For orientation I walked my daughter to her new school both days, which is about ten minutes from our house and at the other end of our neighborhood park.  It's the school my grandpa attended back during the Depression.  It's a school that has a troubled reputation but is in transition.  It was my daughter's first choice, even though she had lots of possibilities available to her around the city.  I'm proud of her for wanting to go to our neighborhood school even though she doesn't know anyone there.

It was hard to leave her there both mornings.  It reminded me too much of her first day of kindergarten.  Which is funny, because I don't really remember the first days for my other children.  I have pictures of Aden with her earnest smile and bejeweled purse posing outside of Head Start downtown when she was three, but I can't remember much about the actual drop off.  She loved school, but she usually cried when I left.  Did she cry that first day, though?  I don't remember.  I don't think so.  And Quinn's first day?  I'm pretty sure I cried.  But did he look back at me when it was time for me to go?  Or did he wander off into all those Montessori materials and not bat an eye that I was leaving?  I don't know anymore.
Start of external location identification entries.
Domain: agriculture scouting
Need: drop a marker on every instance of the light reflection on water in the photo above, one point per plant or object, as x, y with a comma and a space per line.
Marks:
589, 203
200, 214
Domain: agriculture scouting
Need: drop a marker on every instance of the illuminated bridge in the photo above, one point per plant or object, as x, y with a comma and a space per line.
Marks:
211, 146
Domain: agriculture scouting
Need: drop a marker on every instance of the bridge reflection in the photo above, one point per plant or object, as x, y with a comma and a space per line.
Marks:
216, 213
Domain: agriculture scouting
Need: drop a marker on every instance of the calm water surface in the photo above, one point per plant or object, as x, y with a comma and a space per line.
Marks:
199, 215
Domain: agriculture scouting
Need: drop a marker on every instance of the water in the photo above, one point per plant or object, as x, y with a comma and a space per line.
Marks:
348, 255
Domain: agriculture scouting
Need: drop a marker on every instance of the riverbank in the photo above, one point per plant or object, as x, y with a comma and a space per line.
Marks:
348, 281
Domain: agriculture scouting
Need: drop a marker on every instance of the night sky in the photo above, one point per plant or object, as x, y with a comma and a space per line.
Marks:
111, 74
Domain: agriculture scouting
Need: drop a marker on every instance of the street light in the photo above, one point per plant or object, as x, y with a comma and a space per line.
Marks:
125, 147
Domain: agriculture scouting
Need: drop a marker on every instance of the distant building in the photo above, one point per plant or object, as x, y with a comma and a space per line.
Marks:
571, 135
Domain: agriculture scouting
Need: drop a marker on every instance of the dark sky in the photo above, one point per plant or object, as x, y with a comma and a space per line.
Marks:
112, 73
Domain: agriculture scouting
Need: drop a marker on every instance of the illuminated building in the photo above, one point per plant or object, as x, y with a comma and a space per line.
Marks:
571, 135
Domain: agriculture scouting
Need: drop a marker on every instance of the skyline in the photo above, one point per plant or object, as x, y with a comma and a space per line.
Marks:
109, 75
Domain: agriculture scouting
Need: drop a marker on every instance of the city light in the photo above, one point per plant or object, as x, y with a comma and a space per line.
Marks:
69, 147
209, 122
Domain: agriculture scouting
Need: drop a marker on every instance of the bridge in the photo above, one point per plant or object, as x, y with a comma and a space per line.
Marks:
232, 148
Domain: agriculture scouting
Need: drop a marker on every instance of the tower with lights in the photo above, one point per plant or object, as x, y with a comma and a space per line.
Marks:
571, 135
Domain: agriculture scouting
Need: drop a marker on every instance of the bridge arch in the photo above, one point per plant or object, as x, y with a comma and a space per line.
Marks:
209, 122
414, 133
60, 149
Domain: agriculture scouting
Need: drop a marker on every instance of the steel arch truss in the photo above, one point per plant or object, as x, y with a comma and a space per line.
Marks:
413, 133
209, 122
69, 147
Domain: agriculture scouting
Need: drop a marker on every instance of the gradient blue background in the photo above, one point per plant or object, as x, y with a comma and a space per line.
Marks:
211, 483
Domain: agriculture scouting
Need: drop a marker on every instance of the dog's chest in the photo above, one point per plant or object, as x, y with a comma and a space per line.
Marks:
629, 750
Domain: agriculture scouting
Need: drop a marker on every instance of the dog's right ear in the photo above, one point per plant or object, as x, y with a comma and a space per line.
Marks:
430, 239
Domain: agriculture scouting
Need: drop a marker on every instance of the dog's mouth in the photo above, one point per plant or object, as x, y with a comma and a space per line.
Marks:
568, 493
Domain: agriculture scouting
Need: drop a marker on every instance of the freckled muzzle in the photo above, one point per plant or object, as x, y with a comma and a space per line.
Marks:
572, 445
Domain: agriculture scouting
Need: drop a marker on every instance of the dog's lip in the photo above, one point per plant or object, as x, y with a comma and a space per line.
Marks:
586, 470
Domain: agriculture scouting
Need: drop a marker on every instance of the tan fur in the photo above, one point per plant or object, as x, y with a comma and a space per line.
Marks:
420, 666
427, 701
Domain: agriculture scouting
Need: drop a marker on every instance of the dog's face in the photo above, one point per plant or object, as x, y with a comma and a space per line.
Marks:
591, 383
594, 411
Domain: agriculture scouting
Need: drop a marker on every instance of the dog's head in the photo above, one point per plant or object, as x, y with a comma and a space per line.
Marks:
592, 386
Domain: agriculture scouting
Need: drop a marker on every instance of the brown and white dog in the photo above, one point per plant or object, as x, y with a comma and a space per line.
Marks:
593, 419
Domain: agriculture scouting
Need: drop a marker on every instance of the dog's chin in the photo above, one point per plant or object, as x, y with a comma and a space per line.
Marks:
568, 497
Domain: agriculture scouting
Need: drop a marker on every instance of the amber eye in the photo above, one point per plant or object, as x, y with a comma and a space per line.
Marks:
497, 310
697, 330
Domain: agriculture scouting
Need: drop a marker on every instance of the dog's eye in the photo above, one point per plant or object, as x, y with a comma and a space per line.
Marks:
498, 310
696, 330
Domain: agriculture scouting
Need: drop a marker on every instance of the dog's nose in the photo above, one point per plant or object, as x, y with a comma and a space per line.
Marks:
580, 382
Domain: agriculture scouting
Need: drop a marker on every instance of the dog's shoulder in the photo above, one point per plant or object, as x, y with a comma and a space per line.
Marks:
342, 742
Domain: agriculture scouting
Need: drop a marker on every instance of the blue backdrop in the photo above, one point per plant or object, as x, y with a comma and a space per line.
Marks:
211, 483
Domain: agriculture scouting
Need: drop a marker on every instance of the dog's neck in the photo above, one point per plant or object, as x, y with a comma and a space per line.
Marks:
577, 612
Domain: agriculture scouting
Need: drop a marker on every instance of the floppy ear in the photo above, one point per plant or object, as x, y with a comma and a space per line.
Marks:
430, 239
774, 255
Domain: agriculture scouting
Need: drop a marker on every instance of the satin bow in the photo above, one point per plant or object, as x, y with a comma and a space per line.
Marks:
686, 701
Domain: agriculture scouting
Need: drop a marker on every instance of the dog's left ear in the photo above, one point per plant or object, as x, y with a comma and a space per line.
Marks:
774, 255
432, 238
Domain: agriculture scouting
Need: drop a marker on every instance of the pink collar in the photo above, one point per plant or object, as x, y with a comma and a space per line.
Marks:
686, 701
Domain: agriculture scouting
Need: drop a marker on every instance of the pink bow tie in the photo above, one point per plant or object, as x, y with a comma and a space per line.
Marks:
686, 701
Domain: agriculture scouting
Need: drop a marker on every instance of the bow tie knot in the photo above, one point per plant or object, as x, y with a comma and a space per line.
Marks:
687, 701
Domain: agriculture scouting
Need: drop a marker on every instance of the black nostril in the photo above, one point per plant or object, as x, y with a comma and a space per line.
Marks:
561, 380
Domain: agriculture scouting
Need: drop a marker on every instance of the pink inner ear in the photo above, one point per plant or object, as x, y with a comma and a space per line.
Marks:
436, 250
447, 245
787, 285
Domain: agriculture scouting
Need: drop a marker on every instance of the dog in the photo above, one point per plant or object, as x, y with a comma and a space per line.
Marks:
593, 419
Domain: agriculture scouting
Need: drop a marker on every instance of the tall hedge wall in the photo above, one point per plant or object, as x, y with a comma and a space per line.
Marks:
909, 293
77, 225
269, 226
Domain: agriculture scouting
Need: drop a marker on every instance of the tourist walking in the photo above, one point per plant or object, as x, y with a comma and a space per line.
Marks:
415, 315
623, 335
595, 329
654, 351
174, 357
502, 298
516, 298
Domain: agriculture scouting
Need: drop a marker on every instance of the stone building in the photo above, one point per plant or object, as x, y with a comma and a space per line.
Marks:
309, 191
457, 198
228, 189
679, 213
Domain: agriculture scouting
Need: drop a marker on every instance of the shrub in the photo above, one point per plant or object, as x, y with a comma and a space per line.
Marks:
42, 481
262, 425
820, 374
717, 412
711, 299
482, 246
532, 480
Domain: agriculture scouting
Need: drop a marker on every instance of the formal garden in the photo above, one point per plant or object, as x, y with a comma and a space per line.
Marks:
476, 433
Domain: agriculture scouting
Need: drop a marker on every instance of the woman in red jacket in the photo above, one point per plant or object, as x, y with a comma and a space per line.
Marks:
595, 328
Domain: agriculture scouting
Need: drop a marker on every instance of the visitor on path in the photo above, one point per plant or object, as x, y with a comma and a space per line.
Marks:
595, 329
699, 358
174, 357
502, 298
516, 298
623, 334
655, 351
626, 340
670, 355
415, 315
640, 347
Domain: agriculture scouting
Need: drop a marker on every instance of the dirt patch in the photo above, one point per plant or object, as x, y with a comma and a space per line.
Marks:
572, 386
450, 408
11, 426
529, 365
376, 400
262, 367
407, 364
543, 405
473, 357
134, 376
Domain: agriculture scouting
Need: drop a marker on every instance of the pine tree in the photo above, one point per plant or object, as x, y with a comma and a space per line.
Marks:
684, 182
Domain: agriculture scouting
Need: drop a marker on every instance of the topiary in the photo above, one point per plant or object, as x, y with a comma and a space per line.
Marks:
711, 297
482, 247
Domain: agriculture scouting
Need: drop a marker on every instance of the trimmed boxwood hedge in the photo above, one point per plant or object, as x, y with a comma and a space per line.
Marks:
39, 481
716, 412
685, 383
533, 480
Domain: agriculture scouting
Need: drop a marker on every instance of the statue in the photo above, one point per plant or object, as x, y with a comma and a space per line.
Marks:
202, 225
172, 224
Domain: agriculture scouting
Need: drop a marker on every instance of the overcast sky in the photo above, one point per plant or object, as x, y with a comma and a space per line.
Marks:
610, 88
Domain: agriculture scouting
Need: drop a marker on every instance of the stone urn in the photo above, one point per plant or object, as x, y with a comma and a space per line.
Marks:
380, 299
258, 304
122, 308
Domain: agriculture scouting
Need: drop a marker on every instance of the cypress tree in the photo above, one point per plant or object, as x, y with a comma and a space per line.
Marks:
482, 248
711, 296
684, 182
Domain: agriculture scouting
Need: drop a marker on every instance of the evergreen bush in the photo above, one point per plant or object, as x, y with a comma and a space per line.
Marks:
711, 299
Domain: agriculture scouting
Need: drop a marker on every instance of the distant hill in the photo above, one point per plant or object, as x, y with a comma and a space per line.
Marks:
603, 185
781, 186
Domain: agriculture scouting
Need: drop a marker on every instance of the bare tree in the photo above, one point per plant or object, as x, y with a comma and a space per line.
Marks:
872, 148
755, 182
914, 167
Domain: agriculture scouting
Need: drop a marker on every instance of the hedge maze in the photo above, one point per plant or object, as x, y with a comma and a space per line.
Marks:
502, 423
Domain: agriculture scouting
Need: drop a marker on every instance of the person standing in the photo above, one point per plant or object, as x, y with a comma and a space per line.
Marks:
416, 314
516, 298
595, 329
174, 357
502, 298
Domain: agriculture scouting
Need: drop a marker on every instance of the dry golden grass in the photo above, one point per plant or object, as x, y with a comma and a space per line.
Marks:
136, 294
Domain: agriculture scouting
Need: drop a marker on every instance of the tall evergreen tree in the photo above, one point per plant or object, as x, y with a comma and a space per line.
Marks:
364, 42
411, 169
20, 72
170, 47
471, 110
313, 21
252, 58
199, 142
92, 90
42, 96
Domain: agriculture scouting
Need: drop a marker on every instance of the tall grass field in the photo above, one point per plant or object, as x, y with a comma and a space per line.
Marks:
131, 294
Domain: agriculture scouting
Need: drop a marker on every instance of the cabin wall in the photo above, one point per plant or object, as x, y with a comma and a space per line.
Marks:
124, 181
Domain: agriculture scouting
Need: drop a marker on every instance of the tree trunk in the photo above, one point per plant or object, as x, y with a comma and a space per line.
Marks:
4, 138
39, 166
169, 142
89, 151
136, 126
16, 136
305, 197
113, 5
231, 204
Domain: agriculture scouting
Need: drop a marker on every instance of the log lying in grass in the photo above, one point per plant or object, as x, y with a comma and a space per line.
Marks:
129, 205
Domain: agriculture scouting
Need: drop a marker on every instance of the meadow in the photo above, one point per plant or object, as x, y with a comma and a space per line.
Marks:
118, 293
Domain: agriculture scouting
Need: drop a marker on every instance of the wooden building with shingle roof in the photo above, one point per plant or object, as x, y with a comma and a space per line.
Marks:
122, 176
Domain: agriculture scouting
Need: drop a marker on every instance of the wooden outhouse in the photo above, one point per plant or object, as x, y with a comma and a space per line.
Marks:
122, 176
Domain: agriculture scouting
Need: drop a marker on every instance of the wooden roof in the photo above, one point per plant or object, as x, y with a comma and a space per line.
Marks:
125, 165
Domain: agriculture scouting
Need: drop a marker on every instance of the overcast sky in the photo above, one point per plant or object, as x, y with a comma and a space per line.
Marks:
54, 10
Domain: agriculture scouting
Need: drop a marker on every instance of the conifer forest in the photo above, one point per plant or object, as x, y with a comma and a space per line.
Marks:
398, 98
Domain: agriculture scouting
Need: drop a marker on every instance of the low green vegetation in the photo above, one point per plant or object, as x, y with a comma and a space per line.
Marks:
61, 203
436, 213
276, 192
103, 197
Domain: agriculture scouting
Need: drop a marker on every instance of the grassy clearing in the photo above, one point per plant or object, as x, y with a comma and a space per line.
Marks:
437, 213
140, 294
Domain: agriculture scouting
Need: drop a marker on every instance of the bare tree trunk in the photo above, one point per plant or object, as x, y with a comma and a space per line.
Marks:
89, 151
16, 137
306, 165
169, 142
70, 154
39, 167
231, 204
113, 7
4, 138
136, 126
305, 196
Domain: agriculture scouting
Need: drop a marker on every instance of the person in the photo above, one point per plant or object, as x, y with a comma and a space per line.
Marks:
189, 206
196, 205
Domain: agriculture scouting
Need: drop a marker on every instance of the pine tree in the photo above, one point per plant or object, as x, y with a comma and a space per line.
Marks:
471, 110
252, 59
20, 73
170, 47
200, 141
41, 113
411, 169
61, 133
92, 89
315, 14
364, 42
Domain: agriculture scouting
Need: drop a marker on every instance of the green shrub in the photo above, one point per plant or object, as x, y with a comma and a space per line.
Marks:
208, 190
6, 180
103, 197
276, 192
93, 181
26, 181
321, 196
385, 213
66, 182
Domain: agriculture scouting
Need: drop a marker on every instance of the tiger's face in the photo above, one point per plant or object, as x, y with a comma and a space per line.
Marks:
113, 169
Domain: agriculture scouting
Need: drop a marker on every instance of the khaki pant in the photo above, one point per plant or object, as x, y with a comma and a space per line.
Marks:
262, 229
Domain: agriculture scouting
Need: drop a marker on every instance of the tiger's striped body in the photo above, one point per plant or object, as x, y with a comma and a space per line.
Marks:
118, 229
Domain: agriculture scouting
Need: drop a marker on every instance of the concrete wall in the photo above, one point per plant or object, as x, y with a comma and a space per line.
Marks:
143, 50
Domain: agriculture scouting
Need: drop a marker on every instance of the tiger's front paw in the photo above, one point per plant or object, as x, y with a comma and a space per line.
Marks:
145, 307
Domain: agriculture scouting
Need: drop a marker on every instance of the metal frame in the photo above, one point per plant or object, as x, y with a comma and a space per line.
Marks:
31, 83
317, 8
Mona I remember, though.  Everything has always been more extreme with Mona.  She always climbed the highest, swam the farthest, and continues to surprise us at every turn.  Guiding her has always been my truest test as a parent and not one I often feel I'm passing.

On her first day of kindergarten she clung to me and cried in a way that I didn't feel I could leave her.  I ended up sitting with her on the floor outside of her cheerful looking classroom unsure of what to do.  Her teacher (to whom I am forever grateful for being on Mona's side so fiercely in her first years of school) came to us in the hall and said the perfect thing: 

She started by saying that whatever I wanted to do she would support because I knew my child best.  But that in her experience at that moment Mona was in charge and didn't really want to be.  She was sure Mona would be fine after I left.  And of course she was. 

That doesn't change how painful it was to walk away.  Leaving your child with other people to a world you are not directly a part of is wrenching.  I knew Mona needed to form her own relationships with friends and teachers and that's how it's supposed to be, but it's scary.  It felt the same all over again leaving her at the high school, although this time all the tears were mine on the walk home.  I just want it all to go well, but I can't control that.  I want my baby to be okay.

The orientation turned out to be a bit overwhelming and didn't go as well as my daughter hoped, but she admitted it had nothing to do with the school or the people there.  She said everyone was nice.  There are amazing opportunities in this high school, such as a mural club and a classroom where they put together an entire race car every year and culinary classes...  She's looking forward to French class and a course in computer applications in art which she will rock.  All of that is harder to face until you have friends, though.  She was acutely aware of that the first day, which was lonely.  The second day a couple of kids found ways to introduce themselves and now she feels better.

She's created a beautiful dragon costume out of a hoodie that she plans to wear on her first day.  That should send a clear message about who she is and what she's about, and with luck attract people to her side who can appreciate her.  I hope it's a good year.  For all of us.